GOP Senators Claim Ignorance of Sodomy/Bestiality Repeal They Approved
Article audio sponsored by The John Birch Society

The UCMJ’s Article 125 specifies that any individual “who engages in unnatural carnal copulation with another person of the same or opposite sex or with an animal is guilty of sodomy [and] shall be punished as a court-martial may direct.”

Meanwhile, the Obama administration, whose policy of homosexual appeasement was behind the repeal provision, did not appear to be in the least embarrassed. As reported by CNSNews.com, when World Net Daily reporter Lester Kinsolving asked White House Press Secretary Jay Carney about President Obama’s reaction to the Senate voting to repeal the military law banning sex with animals, Carney quickly dismissed the query with a laugh and an admonition that the conference needed to move on to “something more serious.”

The White House had good reason to brush aside concerns over the repeal. Tony Perkins of the Family Research Council noted that such a law enforcing basic moral decency flies in the face of attempts by the Obama administration and congressional Democrats to give practicing homosexuals open access to the military. With the Senate’s attempt to repeal the sodomy law came the overturning of the ban on bestiality as well. “Whether it was inadvertent or not, they have also taken out the provision against bestiality,” confirmed Perkins of the Senate vote. “So now, under the Uniform Code of Military Justice there’s nothing there to prosecute bestiality.”

Even the liberal People for the Ethical Treatment of Animals (PETA) felt the need to scold the White House for its levity concerning the issue. In a letter to Carney, PETA communications director Colleen O’Brien said the situation was “no laughing matter,” adding that PETA officials were troubled by how “flippantly” he had addressed the military repeal of bestiality. Emphasizing that animal abuse is “a matter of public safety, as people who abuse animals very often go on to abuse human beings,” O’Brien expressed her hope that in the future Carney and the White House would “address important issues with sensitivity and not dismiss them with a joke.”

But more amazing than the lack of shame by the White House was the troubling discovery that at least two Republicans who voted for the defense bill were totally ignorant of the fact that they had voted to repeal the UCMJ’s sodomy/bestiality ban — meaning, apparently, that they hadn’t bothered to fully read and research the bill they had approved.

According to CNSNews.com, among those admitting their lack of understanding on the bill was Senator John McCain (R-Ariz.), the ranking member of the Senate Armed Services Committee — whose unanimous approval brought the bill before the full Senate.

When asked whether he knew about the measure, a baffled McCain spluttered to a CNSNews reporter: “I don’t, I don’t know what you’re — honestly. I read the bill. And I was there for many hours of deliberation and debate and amendments, and probably spent hundreds of, several hundred hours on it. But that particular provision I did not know.”
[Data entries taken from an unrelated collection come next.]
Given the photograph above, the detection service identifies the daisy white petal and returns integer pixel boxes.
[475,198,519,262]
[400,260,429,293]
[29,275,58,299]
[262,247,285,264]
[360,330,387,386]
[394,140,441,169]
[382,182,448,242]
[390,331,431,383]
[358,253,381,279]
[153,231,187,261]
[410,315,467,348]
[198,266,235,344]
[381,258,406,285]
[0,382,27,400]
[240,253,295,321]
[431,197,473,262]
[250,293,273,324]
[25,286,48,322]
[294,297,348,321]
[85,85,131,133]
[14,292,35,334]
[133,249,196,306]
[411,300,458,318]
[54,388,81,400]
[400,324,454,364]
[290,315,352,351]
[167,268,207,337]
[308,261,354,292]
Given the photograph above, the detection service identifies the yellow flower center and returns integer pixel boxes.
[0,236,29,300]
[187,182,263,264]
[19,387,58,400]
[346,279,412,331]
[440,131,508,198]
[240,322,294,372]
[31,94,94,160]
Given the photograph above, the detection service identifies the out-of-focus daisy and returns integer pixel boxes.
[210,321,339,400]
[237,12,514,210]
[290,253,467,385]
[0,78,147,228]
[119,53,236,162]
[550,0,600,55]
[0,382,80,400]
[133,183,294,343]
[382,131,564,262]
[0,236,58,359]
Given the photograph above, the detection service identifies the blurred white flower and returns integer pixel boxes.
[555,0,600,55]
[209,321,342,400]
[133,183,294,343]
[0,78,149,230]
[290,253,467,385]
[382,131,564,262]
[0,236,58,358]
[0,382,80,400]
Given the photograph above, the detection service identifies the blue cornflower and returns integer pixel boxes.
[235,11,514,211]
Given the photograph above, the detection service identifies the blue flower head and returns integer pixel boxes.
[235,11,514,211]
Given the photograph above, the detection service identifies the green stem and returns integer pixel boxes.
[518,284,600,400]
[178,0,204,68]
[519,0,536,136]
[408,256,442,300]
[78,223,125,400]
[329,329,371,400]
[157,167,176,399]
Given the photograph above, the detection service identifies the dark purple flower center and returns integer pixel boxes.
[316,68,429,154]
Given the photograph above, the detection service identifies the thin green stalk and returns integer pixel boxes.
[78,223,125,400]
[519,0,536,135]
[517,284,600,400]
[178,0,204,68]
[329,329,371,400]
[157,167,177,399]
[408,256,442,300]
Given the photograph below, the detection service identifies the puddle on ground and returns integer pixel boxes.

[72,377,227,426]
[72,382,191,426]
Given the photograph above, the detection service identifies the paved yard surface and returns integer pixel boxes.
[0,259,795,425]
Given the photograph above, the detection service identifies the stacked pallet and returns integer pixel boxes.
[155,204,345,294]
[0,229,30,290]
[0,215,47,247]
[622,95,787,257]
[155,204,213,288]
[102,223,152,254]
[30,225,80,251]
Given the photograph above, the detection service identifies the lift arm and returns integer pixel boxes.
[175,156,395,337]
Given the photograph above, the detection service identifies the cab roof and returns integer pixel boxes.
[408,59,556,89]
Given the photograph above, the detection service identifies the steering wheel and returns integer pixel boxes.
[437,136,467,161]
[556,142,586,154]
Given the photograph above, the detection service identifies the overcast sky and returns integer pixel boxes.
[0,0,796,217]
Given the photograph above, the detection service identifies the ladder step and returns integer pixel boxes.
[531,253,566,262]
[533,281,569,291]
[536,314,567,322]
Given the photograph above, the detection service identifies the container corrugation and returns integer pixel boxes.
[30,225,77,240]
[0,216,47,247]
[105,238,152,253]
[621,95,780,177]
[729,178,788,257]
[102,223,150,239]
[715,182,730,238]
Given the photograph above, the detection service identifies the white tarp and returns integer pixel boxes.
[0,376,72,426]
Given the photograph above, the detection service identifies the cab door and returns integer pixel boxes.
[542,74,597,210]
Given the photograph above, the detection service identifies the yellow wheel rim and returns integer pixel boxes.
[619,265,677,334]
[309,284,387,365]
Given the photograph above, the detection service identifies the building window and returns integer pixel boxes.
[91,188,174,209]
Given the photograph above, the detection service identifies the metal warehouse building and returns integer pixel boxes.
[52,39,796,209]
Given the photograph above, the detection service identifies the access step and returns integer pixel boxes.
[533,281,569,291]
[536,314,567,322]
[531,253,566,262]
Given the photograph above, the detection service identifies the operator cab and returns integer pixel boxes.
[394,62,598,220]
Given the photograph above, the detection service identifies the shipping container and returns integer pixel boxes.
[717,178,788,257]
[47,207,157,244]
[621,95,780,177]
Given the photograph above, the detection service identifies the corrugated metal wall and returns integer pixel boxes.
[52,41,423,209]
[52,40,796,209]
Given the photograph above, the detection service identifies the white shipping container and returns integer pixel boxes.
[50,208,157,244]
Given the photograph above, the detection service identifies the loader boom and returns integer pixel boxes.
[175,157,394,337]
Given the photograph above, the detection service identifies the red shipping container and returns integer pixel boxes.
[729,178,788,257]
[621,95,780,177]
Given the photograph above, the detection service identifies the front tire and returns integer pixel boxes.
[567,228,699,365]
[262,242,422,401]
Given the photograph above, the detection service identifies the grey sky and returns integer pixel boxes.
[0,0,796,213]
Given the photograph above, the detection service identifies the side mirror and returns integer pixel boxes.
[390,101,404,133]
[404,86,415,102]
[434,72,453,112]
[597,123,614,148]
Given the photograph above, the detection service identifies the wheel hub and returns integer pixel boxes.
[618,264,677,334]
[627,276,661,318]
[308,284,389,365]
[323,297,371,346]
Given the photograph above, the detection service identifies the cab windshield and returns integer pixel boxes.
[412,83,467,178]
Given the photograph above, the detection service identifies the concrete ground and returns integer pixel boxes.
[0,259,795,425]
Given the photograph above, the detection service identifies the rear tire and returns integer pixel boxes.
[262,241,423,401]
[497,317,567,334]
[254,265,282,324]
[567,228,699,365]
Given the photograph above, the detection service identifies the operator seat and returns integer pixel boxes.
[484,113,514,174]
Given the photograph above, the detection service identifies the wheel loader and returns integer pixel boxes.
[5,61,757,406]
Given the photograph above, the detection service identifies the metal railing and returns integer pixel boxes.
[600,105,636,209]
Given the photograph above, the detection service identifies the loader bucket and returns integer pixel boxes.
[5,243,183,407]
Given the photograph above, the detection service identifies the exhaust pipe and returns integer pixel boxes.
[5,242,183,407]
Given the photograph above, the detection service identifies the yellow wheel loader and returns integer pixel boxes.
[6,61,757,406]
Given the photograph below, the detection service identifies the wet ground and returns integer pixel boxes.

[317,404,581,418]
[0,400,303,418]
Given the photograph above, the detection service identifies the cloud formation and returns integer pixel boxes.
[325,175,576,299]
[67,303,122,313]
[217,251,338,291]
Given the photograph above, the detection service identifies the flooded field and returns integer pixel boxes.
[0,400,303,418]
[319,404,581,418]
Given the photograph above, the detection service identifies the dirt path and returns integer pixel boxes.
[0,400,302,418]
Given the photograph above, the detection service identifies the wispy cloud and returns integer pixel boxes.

Senator Lindsey Graham (R-S.C.), who also voted for the bill, was more cagey in his response. Asked if he had been aware of the provision, Graham, a former military prosecutor and member of the Senate Armed Services Committee, told the CNSNews reporter, “No, I can’t say I was. But … I think I know what the military is getting at there, in light of the change in policy. But no, I can’t say that I was, so we’ll look at that.”

Given the opportunity to confirm that he did not support such an objectionable change to military law, Graham instead dug in deeper, saying he had to get “DOD’s reasoning” on the change. “Okay?” he continued. “I’m sure it was put in there as … input from the Department of Defense [and] I’d like to hear them out.”

Not all legislators offered such a nonchalant response to the troubling repeal of the military morals statute. Speaking on Glenn Beck’s television show, U.S. Representative Michele Bachmann (R-Minn.) called the approval “absolutely abhorrent, reprehensible,” adding: “Have we lost our minds? We’re talking about the military! Our military men and women! In what planet and universe could you reside where somehow all sexual practices are equal?”

Conservatives note that the repeal of the sodomy/bestiality ban has little chance of making it into the final defense authorization bill, since the Senate version must be reconciled with a version passed by the Republican-controlled House of Representatives. That much more conservative bill includes a nod of approval to the federal Defense of Marriage Act (DOMA), as well as the emphasis that DOMA, which defines marriage for federal purposes as only between a man and a woman, applies to the military as well as civilian sectors, and prohibits same-sex marriages on military bases.